おい、ちゃんと並べよ―あれは正義感?Y先生とシンクロする私の思い出―Ⅲ(おまけ)
市電を待つ人の列に平然と割り込み、素知らぬ顔をしていた不良高校生の胸倉をつかんでバシンバシンと往復ビンタをくらわせて、その高校生を退散させてしまったY先生。
今の世の中だとなかなか難しそうな行為ではあるが、まあ胸のすくような武勇伝である。
この話を思い出しながら、そういえば・・・と私の記憶によみがえってきたことがある。
あれは、カミさんとまだ結婚する前、原宿に出掛けたときのことであった。
はっきりとは覚えていないが、私たちはデートでもしたのであろうか、帰りの電車に乗るために、原宿の竹下口の改札のところで切符を買うために並んでいた。
といっても、並んでいたのは私だけで、カミさんの分と2枚買うために、ごった返す駅の券売機の列の中に立っていた。
ご存知の方はわかると思うが、原宿駅の竹下口は狭い。
その割には人の数は多いので、切符売り場には長い列ができていたのである。
すると、20代くらいの若者が、その列の前方に割り込んで並んだではないか。
私から、3人くらい前に割り込み、ヘラヘラとそしらぬ顔で並んでいる。
誰も咎める者はいない。
私は、その男の肩をポンポンと叩き、ちゃんと並べよ、と促した。
ギョッとしたような顔で私の方を見たが、その男は黙って列のうしろの方についたのである。
その後、私は切符を買って、列のそばで待っていたカミさんのところへと行った。
するとカミさんに
「よく、注意したわね。
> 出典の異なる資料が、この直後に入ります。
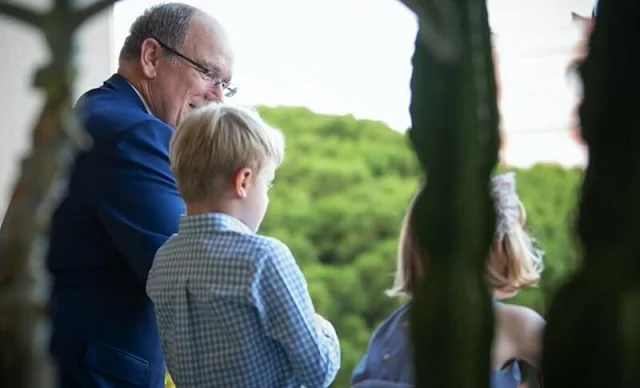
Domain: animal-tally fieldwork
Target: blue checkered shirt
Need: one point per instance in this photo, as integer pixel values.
(233, 310)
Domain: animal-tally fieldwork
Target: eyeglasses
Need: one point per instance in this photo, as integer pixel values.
(209, 75)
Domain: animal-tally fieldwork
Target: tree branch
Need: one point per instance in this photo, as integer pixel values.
(91, 10)
(25, 15)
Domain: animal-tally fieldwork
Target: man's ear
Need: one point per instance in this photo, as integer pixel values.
(150, 52)
(242, 181)
(577, 18)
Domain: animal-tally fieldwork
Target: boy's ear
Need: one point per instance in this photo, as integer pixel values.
(242, 181)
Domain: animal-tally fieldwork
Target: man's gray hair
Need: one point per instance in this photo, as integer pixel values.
(168, 23)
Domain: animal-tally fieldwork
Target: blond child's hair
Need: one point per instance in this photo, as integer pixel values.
(216, 141)
(514, 262)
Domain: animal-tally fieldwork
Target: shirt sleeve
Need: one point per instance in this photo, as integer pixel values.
(141, 205)
(287, 313)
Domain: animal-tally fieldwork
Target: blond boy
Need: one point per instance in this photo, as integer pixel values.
(232, 306)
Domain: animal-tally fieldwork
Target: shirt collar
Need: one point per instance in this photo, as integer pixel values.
(146, 106)
(212, 222)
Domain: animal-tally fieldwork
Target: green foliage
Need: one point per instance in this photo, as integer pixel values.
(338, 203)
(339, 200)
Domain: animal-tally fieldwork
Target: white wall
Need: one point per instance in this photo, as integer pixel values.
(24, 50)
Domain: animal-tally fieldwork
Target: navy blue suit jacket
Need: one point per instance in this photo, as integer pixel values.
(121, 205)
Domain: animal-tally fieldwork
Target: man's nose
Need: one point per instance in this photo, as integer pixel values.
(215, 94)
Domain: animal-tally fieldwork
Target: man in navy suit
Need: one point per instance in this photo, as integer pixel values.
(122, 202)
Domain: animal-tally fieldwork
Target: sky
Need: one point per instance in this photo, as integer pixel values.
(353, 57)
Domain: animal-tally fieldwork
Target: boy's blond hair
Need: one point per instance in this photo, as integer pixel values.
(216, 141)
(514, 262)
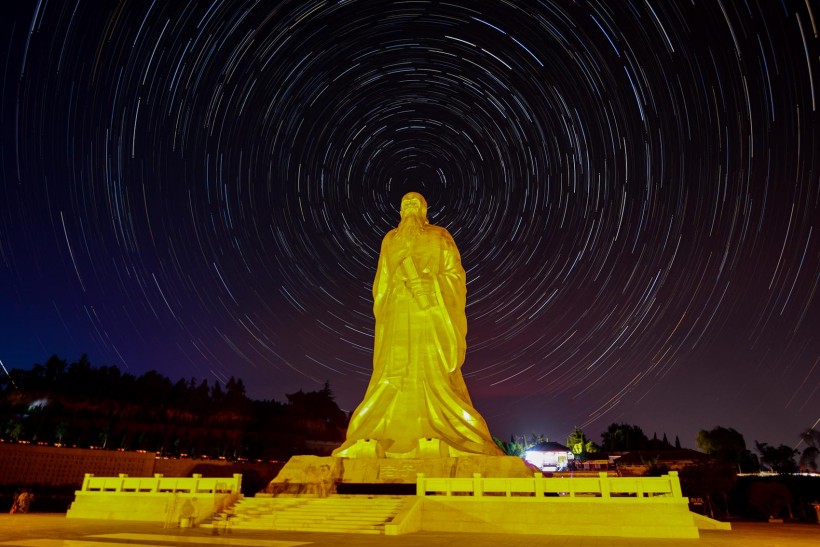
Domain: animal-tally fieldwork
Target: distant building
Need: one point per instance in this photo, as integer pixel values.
(638, 462)
(549, 456)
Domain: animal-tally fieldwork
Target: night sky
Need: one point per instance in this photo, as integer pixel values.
(201, 188)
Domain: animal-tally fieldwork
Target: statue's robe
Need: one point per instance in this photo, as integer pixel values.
(416, 395)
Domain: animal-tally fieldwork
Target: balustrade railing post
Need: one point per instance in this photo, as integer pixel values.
(539, 484)
(86, 479)
(604, 479)
(478, 485)
(674, 484)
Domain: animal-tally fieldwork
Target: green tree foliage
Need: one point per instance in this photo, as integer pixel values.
(808, 459)
(778, 459)
(727, 446)
(580, 445)
(624, 438)
(82, 405)
(770, 499)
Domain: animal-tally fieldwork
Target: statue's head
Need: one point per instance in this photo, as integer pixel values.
(414, 202)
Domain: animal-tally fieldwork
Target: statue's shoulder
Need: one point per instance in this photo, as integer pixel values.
(442, 233)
怖くなかったの? 私は、あなたがあんなことする人とは思っていなかったわ。」
と言われた。
「いや別に・・・」
と返事して、その話はそのままになった。
今思い出してみると、あれは何のことはなく、やってしまったような気がする。
勇気を奮い起こすとか、ドキドキするとかもなかった。
普通に
「おい、ちゃんと並べよ。」
と言っていたのである。
そのとき、Y先生のことが頭に浮かぶ、ということもなかった。
今回、Y先生のエピソードを思い出して、「そういえば俺も・・・」と、初めて2つの記憶が頭の中で結びついたのである。